Medical causation and the permanency of an injury must be established by expert medical testimony. Floyd v. Tennessee Dickel Company, 225 Tenn. 65, 463 S.W.2d 684 (1971). Once they are established, the trier of fact is not required to accept the medical opinion as to the extent of the workman’s disability, but is charged to determine the extent of disability from all the evidence, both expert and nonexpert. A. C. Lawrence Leather Company v. Loveday, 224 Tenn. 317, 455 S.W.2d 141 (1971). In doing so, the trier of fact considers many pertinent factors, including job skills, education, training, duration of disability, and job opportunities for the disabled, in addition to the anatomical disability testified to by medical experts. See Federated Mutual Implement & Hardware Ins. Co. v. Cameron, 220 Tenn. 636, 422 S.W.2d 427 (1967).
In this case, in addition to the anatomical disability rating given by Dr. Meredith, there is evidence, that appellee can perform no task that requires him to lift, stoop, or bend, or that requires him to sit or stand for an extended period of time. Further, appellee is limited in education, having completed only one year of high school, and his work experience has been as a laborer or as an upholsterer of furniture, which requires him to lift large, outsized objects, and to bend and stoop continually — tasks which appellee cannot perform without severe pain.
In our opinion, this evidence supports the chancellor’s finding that appellant has a permanent partial disability of seventy-five percent of the body as a whole.
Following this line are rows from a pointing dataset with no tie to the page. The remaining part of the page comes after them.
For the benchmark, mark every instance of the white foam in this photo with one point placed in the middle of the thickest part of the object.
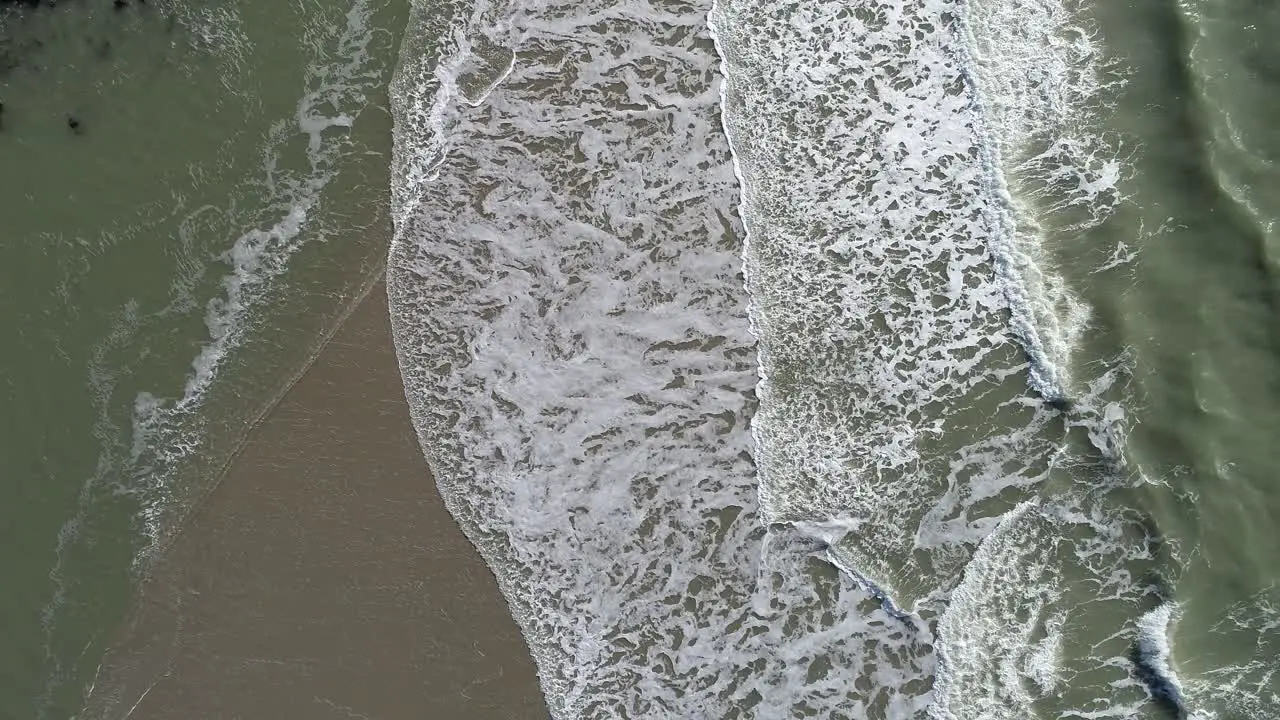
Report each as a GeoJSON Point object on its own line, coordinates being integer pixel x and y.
{"type": "Point", "coordinates": [167, 429]}
{"type": "Point", "coordinates": [1153, 645]}
{"type": "Point", "coordinates": [571, 323]}
{"type": "Point", "coordinates": [338, 86]}
{"type": "Point", "coordinates": [574, 337]}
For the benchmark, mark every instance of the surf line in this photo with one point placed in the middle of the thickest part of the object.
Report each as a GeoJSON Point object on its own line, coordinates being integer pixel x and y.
{"type": "Point", "coordinates": [1045, 377]}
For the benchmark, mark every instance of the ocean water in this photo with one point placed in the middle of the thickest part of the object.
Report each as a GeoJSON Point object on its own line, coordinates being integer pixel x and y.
{"type": "Point", "coordinates": [854, 360]}
{"type": "Point", "coordinates": [868, 360]}
{"type": "Point", "coordinates": [188, 209]}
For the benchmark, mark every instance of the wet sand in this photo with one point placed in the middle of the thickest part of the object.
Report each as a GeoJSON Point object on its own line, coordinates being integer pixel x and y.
{"type": "Point", "coordinates": [323, 578]}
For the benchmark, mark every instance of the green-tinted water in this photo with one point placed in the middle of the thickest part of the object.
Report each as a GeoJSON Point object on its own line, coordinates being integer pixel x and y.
{"type": "Point", "coordinates": [190, 196]}
{"type": "Point", "coordinates": [165, 167]}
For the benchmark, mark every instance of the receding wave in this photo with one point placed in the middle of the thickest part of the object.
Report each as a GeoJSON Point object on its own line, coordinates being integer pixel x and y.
{"type": "Point", "coordinates": [739, 350]}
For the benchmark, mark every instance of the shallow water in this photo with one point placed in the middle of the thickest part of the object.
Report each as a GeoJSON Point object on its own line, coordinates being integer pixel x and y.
{"type": "Point", "coordinates": [784, 359]}
{"type": "Point", "coordinates": [167, 168]}
{"type": "Point", "coordinates": [972, 245]}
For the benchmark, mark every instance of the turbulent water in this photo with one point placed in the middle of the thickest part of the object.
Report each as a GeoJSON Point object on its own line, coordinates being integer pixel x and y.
{"type": "Point", "coordinates": [183, 222]}
{"type": "Point", "coordinates": [784, 359]}
{"type": "Point", "coordinates": [773, 354]}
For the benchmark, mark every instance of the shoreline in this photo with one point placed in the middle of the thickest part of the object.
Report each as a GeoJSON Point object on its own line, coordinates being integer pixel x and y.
{"type": "Point", "coordinates": [321, 574]}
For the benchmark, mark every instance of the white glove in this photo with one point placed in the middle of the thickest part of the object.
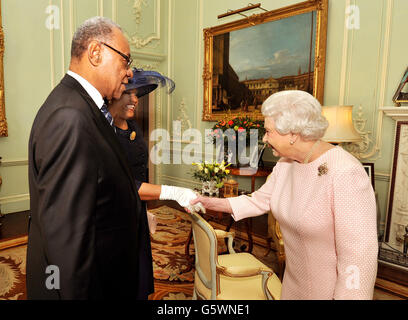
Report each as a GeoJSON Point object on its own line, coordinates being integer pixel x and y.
{"type": "Point", "coordinates": [182, 195]}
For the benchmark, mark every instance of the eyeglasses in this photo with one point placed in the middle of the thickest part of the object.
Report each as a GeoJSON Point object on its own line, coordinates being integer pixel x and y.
{"type": "Point", "coordinates": [128, 59]}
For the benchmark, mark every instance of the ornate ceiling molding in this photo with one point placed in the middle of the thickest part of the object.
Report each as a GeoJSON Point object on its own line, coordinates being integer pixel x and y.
{"type": "Point", "coordinates": [137, 41]}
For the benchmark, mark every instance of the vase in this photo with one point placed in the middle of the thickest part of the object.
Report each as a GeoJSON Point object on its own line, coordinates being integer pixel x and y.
{"type": "Point", "coordinates": [210, 188]}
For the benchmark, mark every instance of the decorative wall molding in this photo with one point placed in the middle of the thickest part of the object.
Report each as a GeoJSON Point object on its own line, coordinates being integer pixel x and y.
{"type": "Point", "coordinates": [183, 117]}
{"type": "Point", "coordinates": [370, 147]}
{"type": "Point", "coordinates": [135, 40]}
{"type": "Point", "coordinates": [151, 56]}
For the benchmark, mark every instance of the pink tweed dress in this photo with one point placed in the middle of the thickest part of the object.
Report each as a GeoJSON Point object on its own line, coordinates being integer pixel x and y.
{"type": "Point", "coordinates": [328, 224]}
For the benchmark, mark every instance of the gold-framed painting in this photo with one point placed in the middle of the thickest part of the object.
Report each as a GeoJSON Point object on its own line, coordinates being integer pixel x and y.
{"type": "Point", "coordinates": [3, 121]}
{"type": "Point", "coordinates": [247, 60]}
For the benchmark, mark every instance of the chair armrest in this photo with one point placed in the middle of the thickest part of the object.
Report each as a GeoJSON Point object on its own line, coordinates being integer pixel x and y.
{"type": "Point", "coordinates": [239, 271]}
{"type": "Point", "coordinates": [243, 271]}
{"type": "Point", "coordinates": [223, 234]}
{"type": "Point", "coordinates": [230, 235]}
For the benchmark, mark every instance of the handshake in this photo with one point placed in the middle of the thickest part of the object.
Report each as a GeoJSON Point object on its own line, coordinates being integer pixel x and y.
{"type": "Point", "coordinates": [183, 196]}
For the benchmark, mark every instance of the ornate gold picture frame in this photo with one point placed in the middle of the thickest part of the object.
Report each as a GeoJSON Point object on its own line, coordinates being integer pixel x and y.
{"type": "Point", "coordinates": [3, 122]}
{"type": "Point", "coordinates": [245, 61]}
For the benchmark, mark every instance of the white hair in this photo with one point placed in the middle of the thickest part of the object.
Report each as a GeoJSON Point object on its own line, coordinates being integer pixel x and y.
{"type": "Point", "coordinates": [96, 28]}
{"type": "Point", "coordinates": [298, 112]}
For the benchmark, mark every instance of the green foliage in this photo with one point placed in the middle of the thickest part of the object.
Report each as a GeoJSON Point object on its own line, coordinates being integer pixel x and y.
{"type": "Point", "coordinates": [211, 171]}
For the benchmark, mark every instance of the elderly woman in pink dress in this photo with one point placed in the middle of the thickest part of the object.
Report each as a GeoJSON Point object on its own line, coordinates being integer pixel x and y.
{"type": "Point", "coordinates": [323, 200]}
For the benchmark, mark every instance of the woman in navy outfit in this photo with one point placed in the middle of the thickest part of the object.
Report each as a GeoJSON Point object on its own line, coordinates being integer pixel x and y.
{"type": "Point", "coordinates": [131, 139]}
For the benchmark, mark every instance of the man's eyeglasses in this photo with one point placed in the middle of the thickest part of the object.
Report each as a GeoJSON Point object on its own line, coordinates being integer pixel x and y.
{"type": "Point", "coordinates": [128, 59]}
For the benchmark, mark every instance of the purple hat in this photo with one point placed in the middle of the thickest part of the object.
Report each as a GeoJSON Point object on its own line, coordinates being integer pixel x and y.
{"type": "Point", "coordinates": [147, 81]}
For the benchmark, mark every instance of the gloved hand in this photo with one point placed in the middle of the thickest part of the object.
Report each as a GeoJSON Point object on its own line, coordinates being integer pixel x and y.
{"type": "Point", "coordinates": [182, 195]}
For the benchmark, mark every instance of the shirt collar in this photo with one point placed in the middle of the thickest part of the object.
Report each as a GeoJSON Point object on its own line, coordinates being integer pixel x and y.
{"type": "Point", "coordinates": [89, 88]}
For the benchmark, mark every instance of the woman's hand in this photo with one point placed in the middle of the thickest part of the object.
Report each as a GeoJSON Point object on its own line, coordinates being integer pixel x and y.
{"type": "Point", "coordinates": [183, 196]}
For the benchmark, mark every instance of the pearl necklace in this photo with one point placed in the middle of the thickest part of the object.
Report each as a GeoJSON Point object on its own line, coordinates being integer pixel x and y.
{"type": "Point", "coordinates": [309, 154]}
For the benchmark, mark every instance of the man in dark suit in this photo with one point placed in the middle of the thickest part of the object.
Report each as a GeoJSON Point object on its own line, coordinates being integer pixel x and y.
{"type": "Point", "coordinates": [85, 209]}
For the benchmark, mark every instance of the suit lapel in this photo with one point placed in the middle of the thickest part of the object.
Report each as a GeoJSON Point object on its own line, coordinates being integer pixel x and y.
{"type": "Point", "coordinates": [103, 126]}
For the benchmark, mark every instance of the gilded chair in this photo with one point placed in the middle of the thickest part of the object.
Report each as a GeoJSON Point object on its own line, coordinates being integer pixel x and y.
{"type": "Point", "coordinates": [232, 276]}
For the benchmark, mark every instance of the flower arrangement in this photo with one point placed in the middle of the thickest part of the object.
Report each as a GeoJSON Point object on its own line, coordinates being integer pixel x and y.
{"type": "Point", "coordinates": [238, 124]}
{"type": "Point", "coordinates": [211, 172]}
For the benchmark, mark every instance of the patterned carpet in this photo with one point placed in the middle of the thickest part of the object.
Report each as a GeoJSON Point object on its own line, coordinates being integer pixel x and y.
{"type": "Point", "coordinates": [172, 282]}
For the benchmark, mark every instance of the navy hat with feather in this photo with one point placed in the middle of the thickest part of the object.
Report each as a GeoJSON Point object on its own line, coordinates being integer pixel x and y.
{"type": "Point", "coordinates": [147, 81]}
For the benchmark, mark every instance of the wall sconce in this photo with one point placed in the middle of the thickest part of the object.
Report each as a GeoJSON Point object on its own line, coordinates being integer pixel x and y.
{"type": "Point", "coordinates": [341, 128]}
{"type": "Point", "coordinates": [230, 188]}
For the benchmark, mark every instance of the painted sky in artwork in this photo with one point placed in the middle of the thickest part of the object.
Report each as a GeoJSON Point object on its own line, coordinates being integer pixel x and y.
{"type": "Point", "coordinates": [273, 49]}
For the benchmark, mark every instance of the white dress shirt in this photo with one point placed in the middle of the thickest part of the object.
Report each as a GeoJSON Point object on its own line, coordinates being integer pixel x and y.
{"type": "Point", "coordinates": [90, 89]}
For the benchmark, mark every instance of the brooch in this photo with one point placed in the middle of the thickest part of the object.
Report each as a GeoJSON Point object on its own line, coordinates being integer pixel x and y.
{"type": "Point", "coordinates": [322, 169]}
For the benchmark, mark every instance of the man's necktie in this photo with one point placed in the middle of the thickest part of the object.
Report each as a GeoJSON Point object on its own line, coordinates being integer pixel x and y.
{"type": "Point", "coordinates": [107, 114]}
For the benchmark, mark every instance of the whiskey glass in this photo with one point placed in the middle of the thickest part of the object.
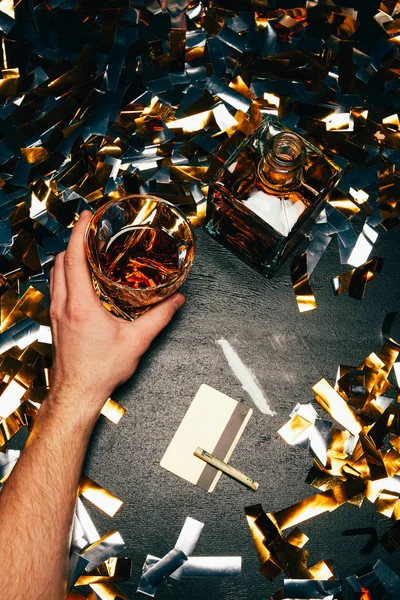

Appellant devotes much of its brief to the argument that appellee “failed to attempt to mitigate or minimize any losses which he might have suffered due to his work-related injury,” and that consequently the award of benefits was error. The argument is predicated on the failure of appellee to keep the appointment with Dr. Fardon for evaluation of his injuries and a psychological evaluation preparatory to surgery. The surgery contemplated was a laminecto-my to remove the herniated disc. It is serious surgery and there is no guarantee the surgery will improve appellee’s physical condition. On being told this by Dr. Meredith and on being told the dangers incumbent in the operation, appellee decided against surgery, which is his prerogative. See Mazanec v. Aetna Insurance Co., 491 S.W.2d 616 (Tenn.1973); Tatum v. Palmer, 207 Tenn. 456, 340 S.W.2d 914 (1960). Having decided not to have the operation, ap-pellee can not be subject to loss of benefits for failing to keep an appointment for a psychological evaluation preparatory to surgery.
Decree affirmed. Costs incident to the appeal are adjudged against Liberty Mutual Insurance Company.